No flavouring. No filtering. No correction.

Just nectar, light, and time, captured at the right moment.

This is why Tunisian honey is never the same twice.

And why every jar carries a memory of a region, not a recipe.



Generational Knowledge, Still Intact


In many places, traditional honey production has disappeared.

Replaced by scale, shortcuts, and heat.


But in Tunisia, entire regions still follow the old rhythm.


  • The hives are moved according to flowering cycles.

  • The honey is collected without high heat, to keep it alive.

  • The pollen, propolis, and complexity, all left intact.


Some families have been doing this for generations.
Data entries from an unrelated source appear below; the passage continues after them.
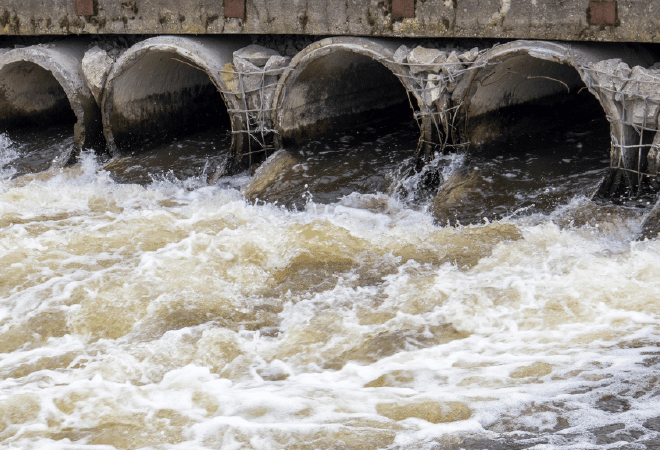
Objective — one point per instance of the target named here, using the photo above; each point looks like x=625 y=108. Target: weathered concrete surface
x=45 y=84
x=335 y=80
x=543 y=73
x=631 y=20
x=167 y=84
Not because it’s fashionable.

But because no one broke the chain.



Medicinal Logic


Long before wellness blogs and detox guides,

Tunisians were using honey as medicine.

Orange blossom honey to calm the nerves.

Thyme and chardon honey to fight winter fatigue.

Cresson honey for chest and throat.

These weren’t supplements. They were staples.

And many still are, found in pantries, not pharmacies.



A Culture That Doesn’t Sell Itself


Tunisian honey is not loud.

It's usually sold quietly; from beekeeper to neighbour, from family to friend.

That’s part of what makes it special.

And part of why it’s been overlooked.

But the culture around it, the trust, the care, the calm intelligence, is still here.



A System Worth Protecting


At My Chakchouka, we don’t source honey for trend.

We source it because it fits the system we believe in:


  • Natural processes left intact.

  • People paid with dignity.

  • Products that hold meaning, not decoration.


We work with artisan partners like Elixir Honey, who harvest with care, label with truth, and follow the bees instead of the market.